An interesting component of Recursion OS, is a knowledge graph tool that evaluates promising signals found by the Recursion OS through a complex lens of topics of interest in biology and drug discovery – including global trend scores, protein pockets and structure, competitive landscape, and clinical trials. The knowledge graph allows researchers to perform “target deconvolution” – identifying and validating the molecular targets of a small molecule's phenotypic responses – in order to narrow those hundreds of possibilities into the best target opportunity.
A more recent example comes from a California-based Iambic Therapeutics, founded in 2019. The team at Iambic developed a drug discovery platform that integrates three specialized AI systems—Magnet, NeuralPLexer, and Enchant—into a unified pipeline that computationally spans molecular design, structure prediction, and clinical property inference.

Magnet generates synthetically accessible small molecules by leveraging reaction-aware generative models constrained by Iambic’s automated chemistry infrastructure. These molecules are passed to NeuralPLexer, a multi-scale diffusion-based generative model that directly predicts atom-level, ligand-induced conformational changes in protein-ligand complexes using only protein sequence and ligand graph as input. The resulting structural complexes inform both target engagement and binding specificity.
Finally, Enchant uses a multi-modal transformer architecture trained across diverse, noisy preclinical datasets to predict human pharmacokinetics and other clinical outcomes via transfer learning, achieving high predictive accuracy even with minimal clinical data. This architecture enables an iterative, model-driven workflow where molecular candidates are designed, structurally evaluated, and clinically prioritized entirely in silico before synthesis.
Finally, there is a notable example from the area of neurodegenerative diseases, Verge Genomics. The CONVERGE® platform developed by Verge is an end-to-end, closed-loop machine learning system that integrates large-scale human-derived biological data with predictive modeling.
At its core, CONVERGE® leverages high-dimensional, multi-modal datasets—including over 60 terabytes of human gene expression and inferred gene relationships, thousands of gene perturbation and ChIP-seq studies, millions of protein-protein interactions, and direct-from-human clinical samples across diseases such as ALS, Parkinson’s, and FTD.

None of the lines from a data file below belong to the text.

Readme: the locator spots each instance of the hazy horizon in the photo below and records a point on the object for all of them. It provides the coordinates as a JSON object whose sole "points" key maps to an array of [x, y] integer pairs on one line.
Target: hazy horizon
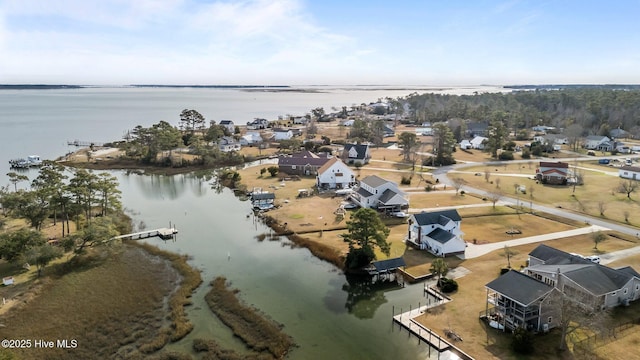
{"points": [[298, 42]]}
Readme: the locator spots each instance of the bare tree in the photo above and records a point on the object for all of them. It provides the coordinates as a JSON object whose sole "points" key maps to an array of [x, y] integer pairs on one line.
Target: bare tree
{"points": [[457, 184], [597, 238], [494, 197], [627, 187], [602, 207]]}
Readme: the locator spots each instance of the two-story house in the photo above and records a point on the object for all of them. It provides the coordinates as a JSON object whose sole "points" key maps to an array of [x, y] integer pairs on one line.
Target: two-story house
{"points": [[378, 193], [335, 174], [302, 163], [437, 232], [555, 173], [356, 154]]}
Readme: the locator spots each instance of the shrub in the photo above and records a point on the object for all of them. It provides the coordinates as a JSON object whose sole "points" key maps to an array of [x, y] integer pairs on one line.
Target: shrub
{"points": [[522, 341], [506, 155], [448, 285]]}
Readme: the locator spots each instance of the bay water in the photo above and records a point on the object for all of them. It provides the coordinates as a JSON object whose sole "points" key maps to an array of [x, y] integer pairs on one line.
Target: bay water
{"points": [[328, 316]]}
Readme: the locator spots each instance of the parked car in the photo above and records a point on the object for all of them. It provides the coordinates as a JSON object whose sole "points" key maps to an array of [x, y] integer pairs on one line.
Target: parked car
{"points": [[594, 258], [349, 205], [400, 214]]}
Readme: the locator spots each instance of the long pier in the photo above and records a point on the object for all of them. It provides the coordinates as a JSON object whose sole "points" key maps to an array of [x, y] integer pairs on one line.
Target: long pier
{"points": [[83, 143], [163, 233]]}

These data are used to train machine learning models that identify and prioritize drug targets with increased translational relevance, avoiding reliance on animal or artificial cell models that poorly mimic human biology. Predictions from these models are experimentally validated in-house using Verge’s wet lab infrastructure, forming a feedback loop that continuously refines both biological hypotheses and model performance.
This integration of patient-derived tissue data, mechanistic genomics, and computational target prioritization is aimed at the identification of clinically viable drug candidates without brute-force screening. Verge’s internally developed clinical compound was derived entirely through CONVERGE® in under four years, including target discovery stage.
Conceptually, “AI drug discovery”, in contrast to “legacy” computational systems refers to a modern computational tech stack, usually a multimodal ensemble, that is capable of modeling biology holistically, including molecular, phenotypic, and clinical data of all types and sizes (chemical, omics, text, images (e.g. cell staining), EHR, etc.) — all at once, or substantial part of variety.
Generative AI
Another crucial aspect differing modern AIDD from earlier computational tools is generative capabilities.
While companies like Insilico Medicine pioneered the use of Generative Adversarial Networks (GANs) for generative chemistry back in 2016, by leveraging their ability to model complex molecular distributions and propose novel chemical structures, it is the introduction of transformers and attention mechanisms in 2017, particularly with the advent of models like BERT and GPT, that in our opinion rendered a paradigm shift of generative modeling across domains.
We consider 2017 as a pillar year for generative AI, including chemistry and biology, after the landmark paper “Attention is all you need”.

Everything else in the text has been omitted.